Ani Anggraeni, an Indonesian grandmother who spent nearly 15 years on death row in Malaysia for drug trafficking, has returned to Jakarta after being granted clemency. The 66-year-old, also known as Asih, flew from Kuala Lumpur to Indonesia on Thursday evening following her release from prison. In a video message shared with This Week in Asia during the flight, she described the experience as surreal. "I feel like it's unreal, but it's real," she said. "I don't know what to say. I can only be grateful to return to Indonesia and meet my family. Thank you very much for helping me." She said she was nervous but eager to reunite with her loved ones.

Anggraeni was arrested in 2009 after being found with 45 grams of methamphetamine at a Malaysian port. Prosecutors alleged she was part of a drug smuggling operation, a charge that rights groups have long argued disproportionately impacts low-income women from Indonesia who are recruited as drug couriers. Human rights organisations have consistently pointed to cases like hers as evidence of systemic exploitation, where vulnerable women are used as mules by larger trafficking networks. Malaysia retained the death penalty for drug-related offences for decades, though recent legal reforms have allowed for sentencing discretion in certain cases.
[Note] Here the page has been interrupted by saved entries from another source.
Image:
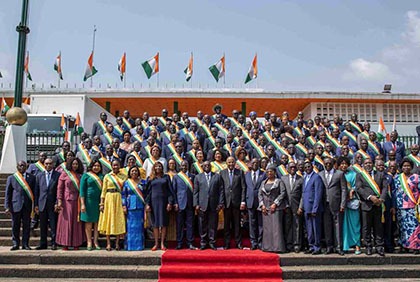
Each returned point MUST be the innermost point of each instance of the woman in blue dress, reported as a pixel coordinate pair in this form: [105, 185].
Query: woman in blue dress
[351, 221]
[407, 195]
[133, 201]
[159, 202]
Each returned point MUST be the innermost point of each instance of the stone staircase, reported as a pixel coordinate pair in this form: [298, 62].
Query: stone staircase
[144, 266]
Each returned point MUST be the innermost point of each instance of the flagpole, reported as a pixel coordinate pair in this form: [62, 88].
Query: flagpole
[93, 51]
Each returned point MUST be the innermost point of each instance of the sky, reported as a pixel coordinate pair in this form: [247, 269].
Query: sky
[302, 45]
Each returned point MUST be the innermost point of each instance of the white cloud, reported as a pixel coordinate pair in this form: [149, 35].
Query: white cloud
[362, 69]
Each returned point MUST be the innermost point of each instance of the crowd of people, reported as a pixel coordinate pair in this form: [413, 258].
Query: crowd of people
[291, 185]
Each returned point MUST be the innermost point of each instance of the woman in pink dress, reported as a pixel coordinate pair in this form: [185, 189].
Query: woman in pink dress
[69, 228]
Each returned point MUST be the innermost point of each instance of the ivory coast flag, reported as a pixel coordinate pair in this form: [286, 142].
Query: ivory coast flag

Anggraeni's clemency was granted under these revised laws, which enabled the Federal Court to commute her sentence.

She is now back in Indonesia, where she plans to live with her family.

💡 NaijaBuzz Take

When Ani Anggraeni says her freedom "feels unreal," it underscores how justice systems can render human suffering invisible for years. Her 15-year imprisonment for carrying 45 grams of methamphetamine reflects not just a legal outcome, but a pattern where poor women are sacrificed by transnational crime networks and punished by inflexible drug laws. That she only walked free after legal reforms — not because the system corrected an error — suggests clemency was less about innocence and more about shifting policies. For thousands of migrant women in similar legal limbo, her release is an exception that exposes a broken norm.